A Survey of Preventive Maintenance Practices in Malaysian SMEs Manufacturing Organizations

Satu Kajian Amalan Penyelenggaraan Pencegahan di Organisasi Pembuatan PKS Malaysia

Authors

  • Halim Mad Lazim UUM
  • Che Azlan Taib UUM
  • Hendrik Lamsali UUM
  • Mohamed Najib Salleh UUM
  • Chandrakantan Subramaniam UUM

Keywords:

Preventive, Maintenance, SMEs, Performance, Manufacturing

Abstract

Maintenance of machines has become critical aspect in the manufacturing environment. The new technology leads to lesser maintenance works which can improve daily operations and production. Maintenance programs must be given a priority in order to prevent unscheduled production stoppages. Preventive maintenance can help to avoid any potential stoppages and disruptions of equipment from occurring in their daily operations. Preventive maintenance (PM), utilises total employee involvement in the maintenance activities. Operators and all employees should be actively involved in a maintenance programme to avoid any disruptions, breakdowns, stoppages and failures. Thus, the involvement in maintenance programs can help to improve manufacturing performance. In the highly competitive manufacturing industries, the ability and reliability of equipment that well-maintained is very important in order to achieve desired performance. Some studies argue that further research is required in the area of maintenance and operations management. This study investigates the extent of PM practices in the Malaysian Small and Medium Enterprises manufacturing organizations and the relationship between PM practices and performance. The hypotheses were analysed using Smart PLS and some important findings were discussed. The results imply that PM practices significantly improved manufacturing performance. For instance, PM strategy was positively and significantly related to financial, innovation and organizational capabilities. Few insignificant findings found, i.e. planned maintenance is insignificant with financial and organizational capabilities.

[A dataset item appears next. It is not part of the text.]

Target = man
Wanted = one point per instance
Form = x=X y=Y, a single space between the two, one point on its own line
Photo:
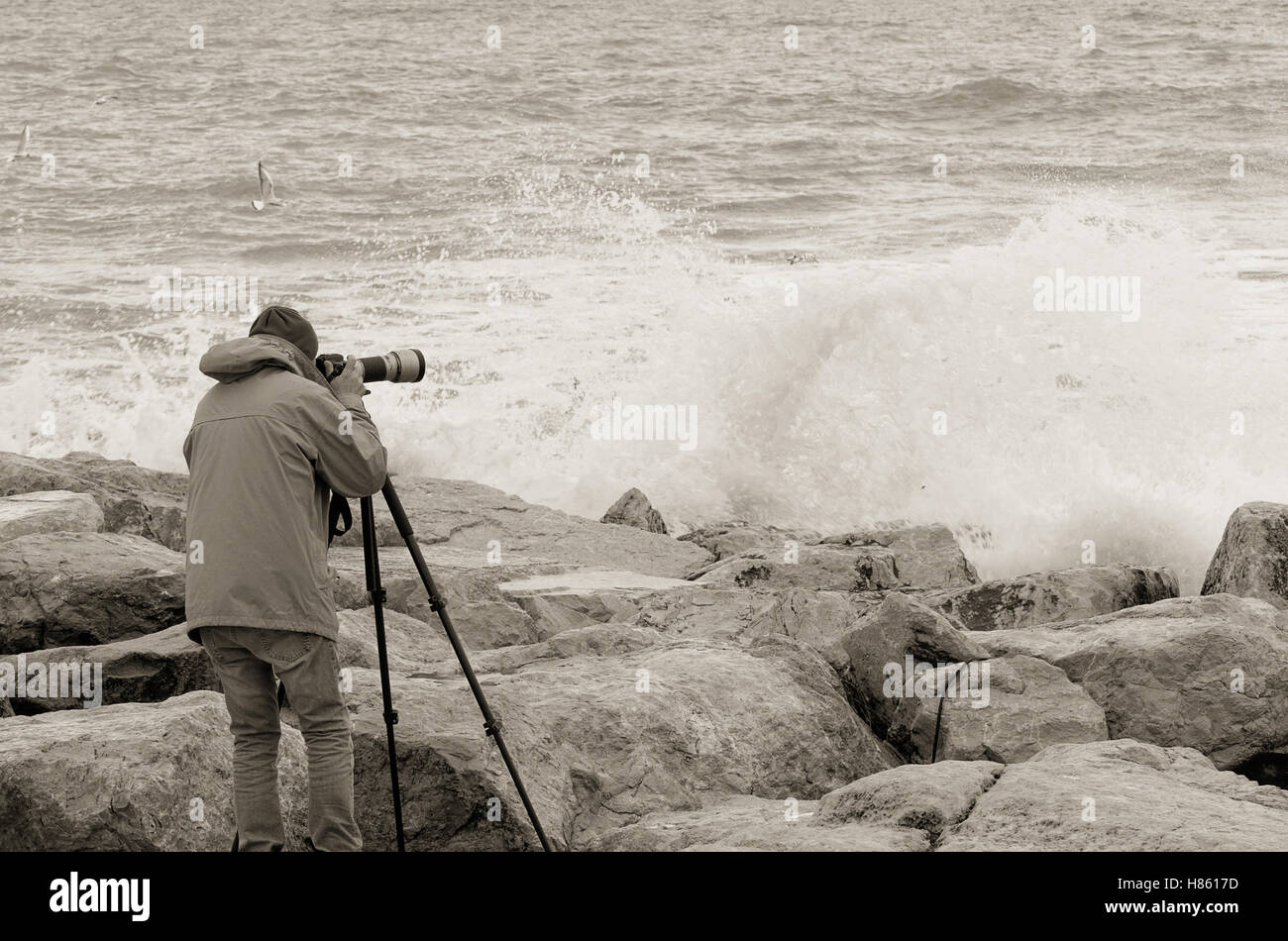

Penyelenggaraan mesin telah menjadi aspek kritikal dalam persekitaran pembuatan. Teknologi baru membawa kepada kerja-kerja penyelenggaraan yang lebih rendah yang dapat meningkatkan operasi dan pengeluaran harian. Program penyelenggaraan mesti diberikan keutamaan untuk mengelakkan penghentian pengeluaran yang tidak berjadual. Penyelenggaraan pencegahan boleh membantu mengelakkan sebarang halangan dan gangguan peralatan yang mungkin berlaku dalam operasi harian mereka. Penyelenggaraan pencegahan (PM), menggunakan jumlah penglibatan pekerja dalam aktiviti penyelenggaraan. Pengendali dan semua pekerja harus terlibat secara aktif dalam program penyelenggaraan untuk mengelakkan sebarang gangguan, kerosakan, stoppages dan kegagalan. Oleh itu, penglibatan dalam program penyelenggaraan dapat membantu meningkatkan prestasi pembuatan. Dalam industri perkilangan yang sangat berdaya saing, keupayaan dan kebolehpercayaan peralatan yang terpelihara dengan baik adalah sangat penting untuk mencapai prestasi yang diinginkan. Sesetengah kajian berpendapat bahawa penyelidikan lanjut diperlukan dalam bidang pengurusan penyelenggaraan dan operasi. Kajian ini menyiasat tahap amalan PM dalam organisasi perkilangan Perusahaan Kecil dan Sederhana Malaysia dan hubungan antara amalan dan prestasi PM. Hipotesis dianalisis menggunakan Smart PLS dan beberapa penemuan penting dibincangkan. Hasilnya menunjukkan bahawa PM mengamalkan prestasi perkilangan yang lebih baik. Sebagai contoh, strategi PM secara positif dan signifikan berkaitan dengan keupayaan kewangan, inovasi dan organisasi. Beberapa penemuan tidak penting yang ditemui, iaitu penyelenggaraan yang dirancang tidak penting dengan keupayaan kewangan dan organisasi.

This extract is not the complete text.